This next week, during our whole-school PD on Wednesday, we are embarking on our first year of a multi-year program of anti-racist training for teachers and staff. Earlier this summer, I was one of 25 teachers and staff from our school who attended the initial training, and naturally, nothing went as planned. Does it ever? Heavy Sigh. So this morning, we did our reset and met about our plan to do this training with our whole school.
The enterprise of confronting privilege to teach and learn about privilege is daunting, and it is unavoidable that many people who encounter this work will quickly get rubbed raw. In some ways, that is by design. You can't remain comfortable while digging into uncomfortable territory. But at the same time, conceiving the work merely as a project of "disruption" dishonors the good will and long-term focus of individuals who have come together on their own out of their own deep-rooted belief that we need to do better, both for our students and for ourselves.
So you can see how it's a complicated and messy process to get started.
|Your face here|
What strikes me most is that this whole process is like being in racial identity bumper cars. Like at a carnival.
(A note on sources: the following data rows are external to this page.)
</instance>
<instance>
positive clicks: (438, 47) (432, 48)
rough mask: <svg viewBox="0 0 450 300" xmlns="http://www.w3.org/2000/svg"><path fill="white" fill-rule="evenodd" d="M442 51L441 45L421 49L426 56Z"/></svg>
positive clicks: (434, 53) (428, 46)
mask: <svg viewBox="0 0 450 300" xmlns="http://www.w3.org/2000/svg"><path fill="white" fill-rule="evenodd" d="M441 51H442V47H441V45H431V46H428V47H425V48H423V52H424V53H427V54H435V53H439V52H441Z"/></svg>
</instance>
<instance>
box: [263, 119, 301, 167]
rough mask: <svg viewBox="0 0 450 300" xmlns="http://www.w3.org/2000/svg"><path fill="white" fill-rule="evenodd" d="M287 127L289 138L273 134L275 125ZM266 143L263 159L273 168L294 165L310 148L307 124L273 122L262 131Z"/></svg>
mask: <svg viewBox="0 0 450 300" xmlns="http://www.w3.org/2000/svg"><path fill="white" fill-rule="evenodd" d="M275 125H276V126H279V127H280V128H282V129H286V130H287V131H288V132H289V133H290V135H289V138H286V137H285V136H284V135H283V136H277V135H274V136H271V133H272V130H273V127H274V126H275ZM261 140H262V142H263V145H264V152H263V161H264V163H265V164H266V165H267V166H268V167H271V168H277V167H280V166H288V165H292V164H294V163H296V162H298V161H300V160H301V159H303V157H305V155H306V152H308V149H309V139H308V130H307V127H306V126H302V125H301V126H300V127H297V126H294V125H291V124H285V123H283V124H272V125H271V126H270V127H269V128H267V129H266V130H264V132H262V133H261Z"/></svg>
We need to expect to be disturbed and surprised and confused as we discover how other drivers in their own identity bumper cars interpret and experience life from their own points of view, because everybody is so certain that their own personal bumper car point of view is clear-seeing and constructive and intentional. But every time the ride starts up, whenever you try to steer your own bumper car, you cannot help but crash into other people's bumper cars. So the process of investigation is complicated because there is no way to step outside of the bumper car bumping arena while the inquiry is ongoing.
I think this model is especially true when you've got a large room full of public school educators — smart, highly educated, open-hearted people who do what they do out of dedication to learning and to contributing to the common good. The moment you start to prod individual teachers into seeing how they benefit from various networks of privilege, things get painful. People shut down or break down. And I've never yet seen it handled well. In our culture, teaching is already pre-constructed as a "Wretched of the Earth"-level of profession. Poorly paid, micro-managed, and bullied by corporate reformers and unelected politicians. What could possibly go wrong when you try to confront public school teachers about privilege?
So I think it is going to take a certain gentleness, determination, and persistence to help a whole faculty to see how we as individuals benefit from different forms and degrees of privilege, both in our school culture and in our society. It is also going to take chocolate and a whole lot of radically appropriate self-care. I am hopeful in the long term that we will make progress, but I suspect that in the near term, things could get messy. Still, I remain optimistic and curious to see how things unfold.